Ajakan Kolaboratif SEMMI kepada LawSpot_Connection: Mendesak Reformasi Pemberdayaan penduduk dan Perlindungan Anak di Jakarta

Penulis : Ahmad Hilal Kabid Infokom Lawspot_Connection

insanimedia.id – Peringatan ulang tahun ke-498 Kota Jakarta, Serikat Mahasiswa Muslimin Indonesia (SEMMI) Cabang Jakarta Timur menyampaikan inisiatif penting. SEMMI mengajak LawSpot_Connection, sebuah komunitas mahasiswa hukum progresif, untuk bersama-sama mendorong reformasi kebijakan perlindungan perempuan dan anak di ibu kota.

Langkah ini lahir dari keprihatinan mendalam terhadap ketimpangan sosial yang terus terjadi di balik kemajuan infrastruktur dan digitalisasi Jakarta.

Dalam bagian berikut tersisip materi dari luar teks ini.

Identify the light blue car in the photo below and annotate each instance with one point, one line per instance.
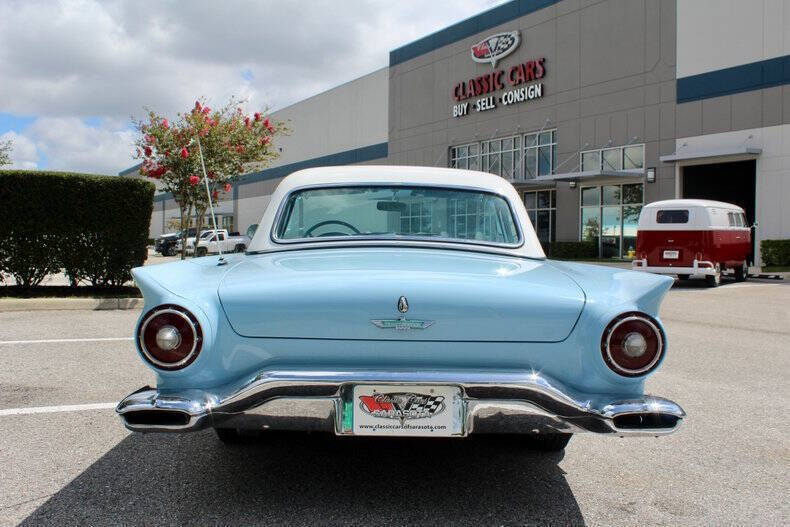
(399, 301)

Perempuan dan anak terutama di lingkungan padat dan miskin masih menjadi kelompok yang kerap terabaikan dalam implementasi kebijakan.

Melalui ajakan ini, SEMMI berharap kolaborasi dengan LawSpot_Connection dapat memperkuat basis legal, akademis, dan advokatif dalam proses audiensi serta dalam mendorong pembenahan struktural di tubuh Dinas Pemberdayaan, Perlindungan Anak, dan Pengendalian Penduduk (PPAPP) DKI Jakarta.

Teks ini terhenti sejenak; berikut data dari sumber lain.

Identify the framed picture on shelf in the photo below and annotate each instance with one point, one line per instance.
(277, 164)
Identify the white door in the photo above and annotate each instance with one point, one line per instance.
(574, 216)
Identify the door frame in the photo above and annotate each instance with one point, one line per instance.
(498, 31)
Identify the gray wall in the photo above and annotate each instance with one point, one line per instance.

Respons Positif dari LawSpot_Connection

Ajakan kolaborasi ini disambut dengan antusias oleh pihak LawSpot_Connection. Direktur komunitas tersebut yang Juga Aktif didunia Aktivis Mohamad Isyammudin S.H, C.NS.

Lawspot_Connection melihat inisiatif ini sebagai langkah strategis. Pemberdayaan penduduk dan perlindungan penduduk bukan hanya soal program sosial, tetapi bagian dari integritas sistem hukum dan tanggung jawab negara. Lawspot_Connection siap terlibat dalam menyusun rekomendasi kebijakan berbasis hukum dan keadilan sosial.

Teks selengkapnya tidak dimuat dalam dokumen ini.